Подтекст этих разговоров состоит в том, что старые потеряли большую часть того, что мы отмечаем в этой культуре: энергия, физическая привлекательность, сексуальные приключения, чувство возможностей и способность изменить будущее. Люди инстинктивно предпочитают свободу выбора мертвого веса привычки и чувства ограниченного контроля. Одним из основных компонентов счастья является то, на что можно рассчитывать. Поскольку расстояние между нами и нашей ожидаемой продолжительностью жизни сужается, трудно не обескураживать, что объясняет более высокий уровень депрессии в этой возрастной группе. По словам Теннисона: «Мы теперь не сила, которая в древности двигала Землю и небо». Как будто скрытый контракт, который управляет нашей жизнью, нам никогда не объясняли должным образом. Когда мы были молодыми, мы не читали мелкий шрифт: если вам посчастливилось стать старым, вы станете стереотипами и маргинализированы обществом, в котором вы живете, даже вашими собственными детьми. Вы постепенно становитесь медленными мысли и движения и должны справляться с необъяснимыми болями. Вы испытаете невыразимые потери, которые, наконец, будут включать потерю себя. Это сделка. Возможно, если бы мы впитали эту часть контракта, мы могли бы видеть это в хорошем настроении и без жалобы. Это, безусловно, будет облегчением для тех, кто должен следовать за нами.

Вместо этого мы становимся более склонными к тому, чтобы удивляться и оскорблять то, что кажется упреком нашему чувству особой. На смертном одре писатель Уильям Сароян предположительно сказал: «Все должны умереть, но я всегда считал, что в моем случае будет сделано исключение». Возможно, это бессознательное предположение позволяет нам избежать того, что в противном случае могло бы быть болезненным и обездвиживающим, занятие нашей смертностью. Независимо от того, что мы верим в то, почему мы здесь, мы, похоже, больше всего удовлетворены тем, что мы создаем. Для большинства из нас это удовольствие живет у наших детей и их детей, тех, кто несет наш генетический материал в будущее. Немногие из нас достаточно удачливы, чтобы иметь работу, которая обеспечивает реальное творческое удовлетворение. Именно в природе большинства рабочих мест мало что из того, что мы делаем, живет после нас, и большая часть того, что мы делаем, может быть сделано и другими, чтобы наше отсутствие не было упущено.

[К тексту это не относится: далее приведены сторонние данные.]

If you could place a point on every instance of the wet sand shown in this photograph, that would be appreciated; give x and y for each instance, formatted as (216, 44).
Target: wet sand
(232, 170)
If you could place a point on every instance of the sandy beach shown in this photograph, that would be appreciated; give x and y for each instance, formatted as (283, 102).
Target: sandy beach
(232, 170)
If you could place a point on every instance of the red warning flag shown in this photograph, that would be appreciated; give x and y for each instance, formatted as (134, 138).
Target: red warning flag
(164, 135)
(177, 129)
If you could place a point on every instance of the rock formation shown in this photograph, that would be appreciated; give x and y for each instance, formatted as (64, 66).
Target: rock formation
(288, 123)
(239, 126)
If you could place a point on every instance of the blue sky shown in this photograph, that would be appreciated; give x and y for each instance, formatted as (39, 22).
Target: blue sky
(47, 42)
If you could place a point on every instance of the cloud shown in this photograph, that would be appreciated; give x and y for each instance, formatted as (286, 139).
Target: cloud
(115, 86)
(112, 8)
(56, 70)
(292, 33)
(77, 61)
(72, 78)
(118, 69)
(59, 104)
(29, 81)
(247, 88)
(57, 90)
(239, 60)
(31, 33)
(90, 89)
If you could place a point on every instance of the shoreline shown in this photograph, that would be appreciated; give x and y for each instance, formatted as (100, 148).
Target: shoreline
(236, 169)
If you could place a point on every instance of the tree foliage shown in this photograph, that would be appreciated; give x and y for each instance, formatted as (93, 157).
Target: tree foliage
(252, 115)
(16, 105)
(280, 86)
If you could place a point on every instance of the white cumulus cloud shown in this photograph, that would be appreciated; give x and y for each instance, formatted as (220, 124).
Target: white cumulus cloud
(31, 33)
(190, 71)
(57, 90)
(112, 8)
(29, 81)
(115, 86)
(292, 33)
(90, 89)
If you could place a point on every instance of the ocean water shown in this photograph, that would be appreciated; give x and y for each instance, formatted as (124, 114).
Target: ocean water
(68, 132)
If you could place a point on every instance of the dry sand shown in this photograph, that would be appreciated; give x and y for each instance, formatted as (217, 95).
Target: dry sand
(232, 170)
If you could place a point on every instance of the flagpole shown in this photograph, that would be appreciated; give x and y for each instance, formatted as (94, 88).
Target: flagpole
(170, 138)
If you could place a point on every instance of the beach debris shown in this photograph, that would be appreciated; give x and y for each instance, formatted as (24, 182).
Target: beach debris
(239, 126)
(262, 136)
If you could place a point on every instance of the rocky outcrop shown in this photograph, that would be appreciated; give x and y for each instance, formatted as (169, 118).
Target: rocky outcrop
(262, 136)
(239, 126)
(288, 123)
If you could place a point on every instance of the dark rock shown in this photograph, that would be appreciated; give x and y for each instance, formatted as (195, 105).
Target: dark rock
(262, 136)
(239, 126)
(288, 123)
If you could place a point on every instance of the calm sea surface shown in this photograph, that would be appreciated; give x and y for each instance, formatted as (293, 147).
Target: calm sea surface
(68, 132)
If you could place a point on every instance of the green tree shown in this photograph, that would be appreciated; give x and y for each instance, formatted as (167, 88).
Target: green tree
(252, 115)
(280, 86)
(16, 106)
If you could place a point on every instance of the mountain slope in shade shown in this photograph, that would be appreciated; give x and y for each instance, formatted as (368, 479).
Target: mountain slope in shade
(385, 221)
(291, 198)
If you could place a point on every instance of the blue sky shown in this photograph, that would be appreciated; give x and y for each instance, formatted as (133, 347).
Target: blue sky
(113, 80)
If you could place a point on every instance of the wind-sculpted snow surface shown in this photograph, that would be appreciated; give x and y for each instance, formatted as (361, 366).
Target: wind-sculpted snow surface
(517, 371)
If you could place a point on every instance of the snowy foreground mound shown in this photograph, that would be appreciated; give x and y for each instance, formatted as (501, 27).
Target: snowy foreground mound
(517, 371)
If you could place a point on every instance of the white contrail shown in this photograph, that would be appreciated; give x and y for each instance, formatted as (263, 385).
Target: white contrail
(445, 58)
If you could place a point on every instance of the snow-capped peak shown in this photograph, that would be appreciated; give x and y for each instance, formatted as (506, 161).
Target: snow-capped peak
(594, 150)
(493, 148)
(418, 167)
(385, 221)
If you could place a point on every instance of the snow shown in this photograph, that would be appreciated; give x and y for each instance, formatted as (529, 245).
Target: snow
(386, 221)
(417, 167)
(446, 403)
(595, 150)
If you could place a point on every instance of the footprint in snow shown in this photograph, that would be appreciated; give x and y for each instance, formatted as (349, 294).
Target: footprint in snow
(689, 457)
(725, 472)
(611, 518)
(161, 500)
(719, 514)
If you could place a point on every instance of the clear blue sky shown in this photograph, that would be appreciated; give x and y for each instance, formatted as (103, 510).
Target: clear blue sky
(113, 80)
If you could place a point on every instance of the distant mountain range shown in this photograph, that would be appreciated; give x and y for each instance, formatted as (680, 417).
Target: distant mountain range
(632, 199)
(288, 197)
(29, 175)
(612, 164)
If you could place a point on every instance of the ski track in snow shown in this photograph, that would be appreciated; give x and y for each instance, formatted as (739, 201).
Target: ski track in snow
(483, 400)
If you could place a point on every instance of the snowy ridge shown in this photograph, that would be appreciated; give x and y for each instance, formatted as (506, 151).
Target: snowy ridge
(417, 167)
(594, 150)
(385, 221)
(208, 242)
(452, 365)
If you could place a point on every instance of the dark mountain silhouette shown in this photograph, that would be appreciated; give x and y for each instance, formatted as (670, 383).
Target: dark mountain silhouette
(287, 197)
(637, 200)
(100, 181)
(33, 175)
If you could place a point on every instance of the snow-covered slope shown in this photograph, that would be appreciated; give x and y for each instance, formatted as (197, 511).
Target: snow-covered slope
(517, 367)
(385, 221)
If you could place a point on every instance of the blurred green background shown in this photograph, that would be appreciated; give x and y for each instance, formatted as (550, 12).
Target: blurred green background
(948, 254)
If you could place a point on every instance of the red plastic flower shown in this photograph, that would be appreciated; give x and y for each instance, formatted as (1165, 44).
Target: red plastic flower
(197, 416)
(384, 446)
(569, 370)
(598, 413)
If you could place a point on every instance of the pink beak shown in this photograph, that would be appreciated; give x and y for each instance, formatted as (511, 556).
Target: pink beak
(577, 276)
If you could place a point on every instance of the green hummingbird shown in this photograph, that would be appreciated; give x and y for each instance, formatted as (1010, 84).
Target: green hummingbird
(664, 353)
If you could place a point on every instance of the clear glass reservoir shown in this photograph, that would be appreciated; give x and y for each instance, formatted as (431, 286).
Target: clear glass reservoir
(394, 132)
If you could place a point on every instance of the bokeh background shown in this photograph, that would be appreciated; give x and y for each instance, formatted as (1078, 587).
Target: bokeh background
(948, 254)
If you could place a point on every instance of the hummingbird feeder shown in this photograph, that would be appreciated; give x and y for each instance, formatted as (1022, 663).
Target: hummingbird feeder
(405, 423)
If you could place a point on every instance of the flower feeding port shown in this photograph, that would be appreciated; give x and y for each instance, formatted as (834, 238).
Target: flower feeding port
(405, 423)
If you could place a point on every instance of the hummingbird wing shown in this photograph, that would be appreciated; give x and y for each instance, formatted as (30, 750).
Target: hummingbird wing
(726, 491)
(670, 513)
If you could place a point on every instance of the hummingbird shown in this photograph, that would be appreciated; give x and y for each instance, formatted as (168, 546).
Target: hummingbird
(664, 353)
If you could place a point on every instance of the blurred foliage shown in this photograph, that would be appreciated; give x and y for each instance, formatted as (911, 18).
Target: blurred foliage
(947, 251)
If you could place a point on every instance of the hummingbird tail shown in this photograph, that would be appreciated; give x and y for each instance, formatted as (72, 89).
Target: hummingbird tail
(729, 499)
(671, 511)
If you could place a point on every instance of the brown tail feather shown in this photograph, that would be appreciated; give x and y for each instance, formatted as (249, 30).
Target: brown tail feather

Те из нас, кто выбрал профессии, в которых мы служим другим – например, официантки и психиатры, – надеемся, что наши усилия улучшат жизнь нескольких людей, с которыми мы столкнулись. Но не слишком скромно полагать, что число людей, которые действительно лучше встретили нас, невелико и что мы живем в нескольких сердцах, кроме тех, кто любил нас. Когда они уйдут, значит, наконец, мы. Поскольку я нахожусь во времени, когда человек размышляет о влиянии на мир, я недавно попытался оценить процент тех тысяч пациентов, которых я видел более 45 лет, которые значительно лучше меня встретили. Мое лучшее предположение – около 25 процентов. Еще 60-70 процентов изменили свою жизнь мало или вообще не были результатом наших бесед. Я утешаю себя тем, что относительно мало, поэтому, хуже, потому что встретил меня, но, возможно, я и сейчас даю себе пользу от сомнений. Когда я учился, я сказал одному из моих надзирателей, что мне будет интересно узнать через 10 лет, как работает пациент, с которым я работал в больнице. Только теперь я понимаю его ответ: «Не оглядывайся».

Итак, если мы решили принять честный инвентарь нашей жизни, поскольку мы приближаемся к концу, возможно, скромность может сосуществовать с удовлетворением. Некоторым из нас остается оставить что-то позади, что незабываемо для других, гораздо менее постоянное. Возможно, этого достаточно, чтобы любить тех, кого мы могли, сделать как можно больший вред, и стареть с достаточной храбростью, чтобы дать надежду (или хотя бы развлечь) небольшую аудиторию, которая достаточно заботилась о нас, чтобы обратить внимание.